Overview
- The bank published a research note on June 15, 2026 that initiated coverage of Uniswap and laid out a stepped price roadmap for UNI from $6.50 by end‑2026 to $100 by end‑2030.
- Standard Chartered’s forecast rests on a projection that tokenized assets on blockchains will grow from about $340 billion today to $4 trillion by end‑2028 and that the share used in DeFi will rise to roughly 30% by 2030, implying about $2.7 trillion active in DeFi.
- The report points to Uniswap’s UNIfication fee switch as a value driver because protocol fees now generate revenue that triggers programmatic UNI burns, with roughly $21 million in fees collected and about 5 million UNI burned since the change plus a prior one‑time 100 million burn that cut total supply to about 895 million.

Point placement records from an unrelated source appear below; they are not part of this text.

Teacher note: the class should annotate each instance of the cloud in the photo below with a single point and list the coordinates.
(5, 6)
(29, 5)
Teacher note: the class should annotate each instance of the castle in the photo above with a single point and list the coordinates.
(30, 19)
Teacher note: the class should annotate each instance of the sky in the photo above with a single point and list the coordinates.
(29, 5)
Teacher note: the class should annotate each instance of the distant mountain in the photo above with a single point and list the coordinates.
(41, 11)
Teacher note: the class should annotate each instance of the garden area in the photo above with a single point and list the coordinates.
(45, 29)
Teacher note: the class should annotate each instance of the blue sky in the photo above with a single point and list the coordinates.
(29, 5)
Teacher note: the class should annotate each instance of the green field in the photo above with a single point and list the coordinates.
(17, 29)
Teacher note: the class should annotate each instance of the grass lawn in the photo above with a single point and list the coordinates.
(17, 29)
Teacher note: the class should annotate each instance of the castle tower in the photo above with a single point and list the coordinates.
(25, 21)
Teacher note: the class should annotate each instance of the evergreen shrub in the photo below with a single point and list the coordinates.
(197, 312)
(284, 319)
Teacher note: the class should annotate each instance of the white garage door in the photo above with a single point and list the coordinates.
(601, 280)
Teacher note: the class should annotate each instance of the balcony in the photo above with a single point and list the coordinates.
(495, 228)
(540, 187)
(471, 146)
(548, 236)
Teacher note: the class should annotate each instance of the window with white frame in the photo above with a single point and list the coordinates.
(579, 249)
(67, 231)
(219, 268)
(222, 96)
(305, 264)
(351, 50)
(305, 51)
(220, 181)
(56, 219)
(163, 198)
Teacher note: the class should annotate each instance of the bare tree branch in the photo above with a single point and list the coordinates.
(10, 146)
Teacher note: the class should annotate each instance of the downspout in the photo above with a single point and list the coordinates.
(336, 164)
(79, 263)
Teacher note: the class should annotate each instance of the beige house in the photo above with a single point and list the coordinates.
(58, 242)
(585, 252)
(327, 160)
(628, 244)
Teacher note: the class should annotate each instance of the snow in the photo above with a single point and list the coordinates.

- Standard Chartered cites early on‑chain signals and partnerships to support its view, including reported RWA trading volume on Uniswap of roughly $9.1 billion and BlackRock’s BUIDL fund being tradable via UniswapX, alongside governance moves to expand fee collection across multiple chains.
- The bank flags clear dependencies that could derail the thesis such as the need for regulatory clarity, deeper institutional partnerships, Uniswap V4 hooks to scale as expected, and competition from specialized venues, and it presents interim price checkpoints investors can watch to judge progress.